In an interview with AutoEVTimes, Shubham Vishvakarma, Founder & Chief of Process Engineering at Metastable Materials, emphasized that battery recycling must be the backbone of India’s EV future. He shared how their chemical-free ICR process delivers 95% metal recovery while cutting environmental impact. Vishvakarma outlined Metastable’s roadmap to scale operations, reduce import reliance, and position India as a global leader in clean materials manufacturing.
Read the full interview here:
AET: India’s EV boom is in full swing, but recycling seems to be lagging behind. In your view, how critical is battery recycling to ensuring India’s EV growth remains truly sustainable?

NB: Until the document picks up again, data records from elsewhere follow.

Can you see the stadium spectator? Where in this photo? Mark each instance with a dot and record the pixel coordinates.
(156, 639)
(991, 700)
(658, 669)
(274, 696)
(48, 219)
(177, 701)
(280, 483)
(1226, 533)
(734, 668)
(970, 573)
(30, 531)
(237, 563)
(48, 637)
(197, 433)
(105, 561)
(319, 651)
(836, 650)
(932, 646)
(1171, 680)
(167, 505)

Shubham: Battery recycling definitely must be a backbone of a sustainable energy transition and complement it for the success of EV growth. The focus has been on accelerating EV adoption, recycling is definitely gaining traction as we are beginning to focus of the lifecycle of batteries The pressure on mineral supply chains is huge especially for lithium, cobalt and nickel. Recycling is the only scalable circular solution to keep the already mined minerals used in batteries in circulation, reduce the need for fresh extraction, and mitigate the environmental impact of battery disposal and build a domestic supply of strategic materials. Without a robust technology driven recycling infra, the promise of EVs would become a deferred liability.
AET: Metastable’s Integrated Carbothermal Reduction (ICR) process is a key differentiator. Could you walk us through how this chemical-free method works and the impact it has on recovery efficiency and environmental sustainability?
Shubham: The Integrated Carbothermal Reduction (ICR) process is sustainable, zero-liquid discharge, low carbon technology that breaks new ground in battery recycling. Unlike conventional hydrometallurgy, our method does not rely on chemicals or produce toxic effluents. Instead, we leverage the physical properties of metals like copper, aluminium and plastics such as density , magnetism etc to separate the materials. The other materials undergo high temperature treatment in a controlled atmosphere to facilitate reduction of the materials to cobalt and nickel mixture and lithium in carbonate form.
The impact is twofold: first, we achieve high recovery efficiencies, with yields of up to 95%, and second, we drastically reduce the carbon and water footprint of recycling operations. This positions ICR as both an economically and environmentally sound solution, aligned with India’s climate commitments.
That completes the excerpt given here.